I will provide some background material on the subject he is discussing, in Part I of this two-part discussion. In the second,which I hope to have ready by this coming Thursday, I'll speak to what Ingthorsson brings to this table.

But let's start, as Ingthorsson does, with John M. E. McTaggart, a philosopher who flourished a century ago and who in 1908 published a landmark essay on the subject of time.

http://www.ditext.com/mctaggart/time.html

"McTaggart's paradox" is a key argument of his for the unreality of time.  If I understand it the gist is this: in order for time to be real, the past and future have to exist in parity with each other (and with the present). Yet that can only be the case if time is not real, that is, if events of the past, of the present, and of the future, stand in timeless relations to one another. The postulation of the reality of time, then, undermines itself, leading to the necessity of timelessness. That's my characterization of his argument -- I bear sole responsibility for it. If it is cock-eyed, both McTaggart and Ingthorsson are blameless.

Another point: McTaggart saw this argument not as a stand-alone conjuring of a startling inference, but as part of his broader idealistic philosophy.  He was a Hegelian, though one of a unique sort. He thought many of the specifics in Hegel's work (and in the work of other revisionists in that tradition for that matter) were badly flawed, but he thought the dialectical method of reasoning was a sound one, and could lead us to an understanding of ultimate reality. When he applied that method himself, Ultimate Reality turned out to be: a lot of distinct and mutually interdependent minds, among themselves imagining a world into existence.

Many people find it an oddity that McTaggart was both an atheist and a believer in human immortality. He thus severed two beliefs that, in western circles at any rate, are generally accepted or rejected as a package. From his point of view, of course, there is no oddity -- this network of interdependent immortal minds of which you and I are each a part is Absolute enough: we need postulate nothing higher!

I won't attempt to discuss Hegelianism here, its British 19th century variant, or McTaggart's early 20th century variant of that.
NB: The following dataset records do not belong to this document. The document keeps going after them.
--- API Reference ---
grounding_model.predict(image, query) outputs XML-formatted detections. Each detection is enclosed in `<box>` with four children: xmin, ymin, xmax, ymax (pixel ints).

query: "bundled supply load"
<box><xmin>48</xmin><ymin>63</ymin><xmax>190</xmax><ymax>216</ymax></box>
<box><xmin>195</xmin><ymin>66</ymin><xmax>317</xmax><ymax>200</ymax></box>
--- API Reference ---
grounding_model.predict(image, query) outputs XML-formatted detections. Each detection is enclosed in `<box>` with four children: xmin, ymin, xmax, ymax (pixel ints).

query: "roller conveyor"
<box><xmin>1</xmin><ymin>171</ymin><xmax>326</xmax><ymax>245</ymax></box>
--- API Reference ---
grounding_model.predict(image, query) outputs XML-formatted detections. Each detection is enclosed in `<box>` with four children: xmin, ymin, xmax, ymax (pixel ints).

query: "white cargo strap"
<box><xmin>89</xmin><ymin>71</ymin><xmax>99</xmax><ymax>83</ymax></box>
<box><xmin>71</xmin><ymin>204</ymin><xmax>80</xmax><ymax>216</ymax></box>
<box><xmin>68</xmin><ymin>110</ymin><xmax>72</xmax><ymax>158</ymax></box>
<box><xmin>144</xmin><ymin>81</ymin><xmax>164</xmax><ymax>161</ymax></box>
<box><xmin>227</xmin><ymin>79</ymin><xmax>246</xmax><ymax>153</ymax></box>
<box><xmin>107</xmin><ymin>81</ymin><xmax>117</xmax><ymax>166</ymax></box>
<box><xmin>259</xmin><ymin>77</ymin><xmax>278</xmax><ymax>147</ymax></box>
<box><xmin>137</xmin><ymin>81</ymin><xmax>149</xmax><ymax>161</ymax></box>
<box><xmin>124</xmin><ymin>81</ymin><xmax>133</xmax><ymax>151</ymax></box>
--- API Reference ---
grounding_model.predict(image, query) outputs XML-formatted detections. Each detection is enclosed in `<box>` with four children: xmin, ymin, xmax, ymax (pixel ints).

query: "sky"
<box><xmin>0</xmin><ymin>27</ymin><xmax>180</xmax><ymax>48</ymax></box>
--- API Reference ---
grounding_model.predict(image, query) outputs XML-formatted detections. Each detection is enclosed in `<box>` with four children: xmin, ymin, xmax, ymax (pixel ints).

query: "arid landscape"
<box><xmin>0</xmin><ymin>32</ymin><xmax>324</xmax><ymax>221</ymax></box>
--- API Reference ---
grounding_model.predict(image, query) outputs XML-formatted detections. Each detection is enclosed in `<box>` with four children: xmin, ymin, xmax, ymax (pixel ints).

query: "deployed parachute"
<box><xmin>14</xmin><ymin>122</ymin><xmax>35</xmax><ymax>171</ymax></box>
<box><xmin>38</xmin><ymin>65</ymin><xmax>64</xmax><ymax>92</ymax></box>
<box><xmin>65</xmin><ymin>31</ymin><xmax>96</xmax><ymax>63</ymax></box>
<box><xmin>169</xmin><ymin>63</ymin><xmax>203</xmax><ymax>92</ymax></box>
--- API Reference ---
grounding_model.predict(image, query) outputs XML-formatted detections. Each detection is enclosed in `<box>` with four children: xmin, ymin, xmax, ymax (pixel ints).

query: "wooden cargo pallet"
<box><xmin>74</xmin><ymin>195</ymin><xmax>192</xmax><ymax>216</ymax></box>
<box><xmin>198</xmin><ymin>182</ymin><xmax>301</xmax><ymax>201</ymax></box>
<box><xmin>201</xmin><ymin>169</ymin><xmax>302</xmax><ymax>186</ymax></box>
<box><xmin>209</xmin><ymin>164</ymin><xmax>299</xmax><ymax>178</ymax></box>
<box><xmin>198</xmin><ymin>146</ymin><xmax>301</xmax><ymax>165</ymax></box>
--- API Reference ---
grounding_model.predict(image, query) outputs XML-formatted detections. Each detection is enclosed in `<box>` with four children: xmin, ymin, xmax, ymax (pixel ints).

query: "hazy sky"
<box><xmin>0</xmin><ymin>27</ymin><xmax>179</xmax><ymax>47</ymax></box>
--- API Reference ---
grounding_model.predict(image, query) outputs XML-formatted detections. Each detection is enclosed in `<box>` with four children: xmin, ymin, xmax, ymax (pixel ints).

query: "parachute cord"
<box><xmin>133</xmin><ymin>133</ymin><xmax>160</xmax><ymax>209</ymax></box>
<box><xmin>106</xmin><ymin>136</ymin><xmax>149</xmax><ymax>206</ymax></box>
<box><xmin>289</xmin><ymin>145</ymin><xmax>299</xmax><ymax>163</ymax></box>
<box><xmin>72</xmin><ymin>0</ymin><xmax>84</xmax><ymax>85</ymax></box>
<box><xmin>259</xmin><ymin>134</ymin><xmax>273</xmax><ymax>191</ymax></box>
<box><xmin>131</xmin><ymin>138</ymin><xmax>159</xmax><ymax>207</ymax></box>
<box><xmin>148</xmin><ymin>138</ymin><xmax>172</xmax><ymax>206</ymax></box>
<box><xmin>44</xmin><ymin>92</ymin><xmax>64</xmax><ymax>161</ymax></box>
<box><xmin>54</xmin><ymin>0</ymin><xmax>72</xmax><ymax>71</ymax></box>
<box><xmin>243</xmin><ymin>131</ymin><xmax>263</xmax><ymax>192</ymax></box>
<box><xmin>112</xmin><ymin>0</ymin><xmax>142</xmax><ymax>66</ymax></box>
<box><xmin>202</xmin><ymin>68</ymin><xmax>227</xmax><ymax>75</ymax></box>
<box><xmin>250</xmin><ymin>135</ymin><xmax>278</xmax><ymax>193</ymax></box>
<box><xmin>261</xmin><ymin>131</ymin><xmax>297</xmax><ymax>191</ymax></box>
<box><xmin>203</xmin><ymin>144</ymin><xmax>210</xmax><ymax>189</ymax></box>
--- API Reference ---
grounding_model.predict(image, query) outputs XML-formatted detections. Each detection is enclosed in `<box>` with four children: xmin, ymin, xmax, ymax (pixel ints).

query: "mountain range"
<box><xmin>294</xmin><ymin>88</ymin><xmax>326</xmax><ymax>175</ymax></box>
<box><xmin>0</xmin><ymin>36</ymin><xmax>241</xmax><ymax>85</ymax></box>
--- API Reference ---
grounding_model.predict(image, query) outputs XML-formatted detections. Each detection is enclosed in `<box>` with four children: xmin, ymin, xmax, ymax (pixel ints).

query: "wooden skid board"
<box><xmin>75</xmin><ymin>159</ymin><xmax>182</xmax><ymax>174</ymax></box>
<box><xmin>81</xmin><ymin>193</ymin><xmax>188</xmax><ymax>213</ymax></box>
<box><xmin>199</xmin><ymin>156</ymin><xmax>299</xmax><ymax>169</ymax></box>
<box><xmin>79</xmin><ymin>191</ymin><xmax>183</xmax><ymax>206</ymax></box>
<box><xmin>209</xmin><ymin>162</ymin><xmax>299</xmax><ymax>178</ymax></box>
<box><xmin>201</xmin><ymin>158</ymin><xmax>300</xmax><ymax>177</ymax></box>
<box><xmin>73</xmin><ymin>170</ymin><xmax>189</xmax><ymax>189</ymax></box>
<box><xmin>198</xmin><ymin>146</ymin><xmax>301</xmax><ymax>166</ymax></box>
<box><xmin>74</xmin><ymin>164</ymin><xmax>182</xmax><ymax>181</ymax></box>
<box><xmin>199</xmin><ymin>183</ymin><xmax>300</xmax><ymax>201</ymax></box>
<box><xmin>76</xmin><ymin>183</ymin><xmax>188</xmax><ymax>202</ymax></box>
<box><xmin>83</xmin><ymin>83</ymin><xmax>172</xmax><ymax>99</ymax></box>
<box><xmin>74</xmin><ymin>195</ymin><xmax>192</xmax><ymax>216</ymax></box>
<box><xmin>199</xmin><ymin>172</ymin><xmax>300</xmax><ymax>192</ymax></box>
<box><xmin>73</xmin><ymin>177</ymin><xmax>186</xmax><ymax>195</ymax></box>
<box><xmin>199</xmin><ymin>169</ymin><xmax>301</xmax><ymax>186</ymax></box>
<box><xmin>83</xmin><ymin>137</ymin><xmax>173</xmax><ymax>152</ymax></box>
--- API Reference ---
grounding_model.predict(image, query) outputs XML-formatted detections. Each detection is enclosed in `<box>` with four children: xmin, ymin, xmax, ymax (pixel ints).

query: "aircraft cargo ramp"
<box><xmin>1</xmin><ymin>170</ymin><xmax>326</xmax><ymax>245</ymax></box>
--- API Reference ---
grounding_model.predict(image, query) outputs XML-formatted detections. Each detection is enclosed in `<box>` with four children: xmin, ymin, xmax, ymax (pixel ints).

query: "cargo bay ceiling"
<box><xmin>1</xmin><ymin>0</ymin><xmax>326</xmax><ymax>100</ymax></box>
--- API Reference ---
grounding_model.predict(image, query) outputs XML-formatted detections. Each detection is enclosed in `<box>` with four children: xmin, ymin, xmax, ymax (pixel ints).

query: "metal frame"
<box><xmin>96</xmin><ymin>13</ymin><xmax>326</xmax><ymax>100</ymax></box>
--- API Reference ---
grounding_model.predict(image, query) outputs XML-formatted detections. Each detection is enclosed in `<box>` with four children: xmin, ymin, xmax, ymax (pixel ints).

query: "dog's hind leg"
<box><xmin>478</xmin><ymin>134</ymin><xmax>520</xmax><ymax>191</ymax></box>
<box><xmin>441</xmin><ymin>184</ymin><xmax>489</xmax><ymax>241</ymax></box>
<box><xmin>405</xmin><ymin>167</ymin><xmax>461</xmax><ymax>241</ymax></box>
I bring it all up here only to say that McTaggart himself didn't think his critique of the idea of time was a stand-alone matter. It was part of his Big Picture. Still, as it has echoed down through history it has become: a stand-alone matter.

That's enough for now. Within days (assuming time is real), I'll write something about what Ingthorsson has to say about (a) McTaggart, and (b) the philosophy of time.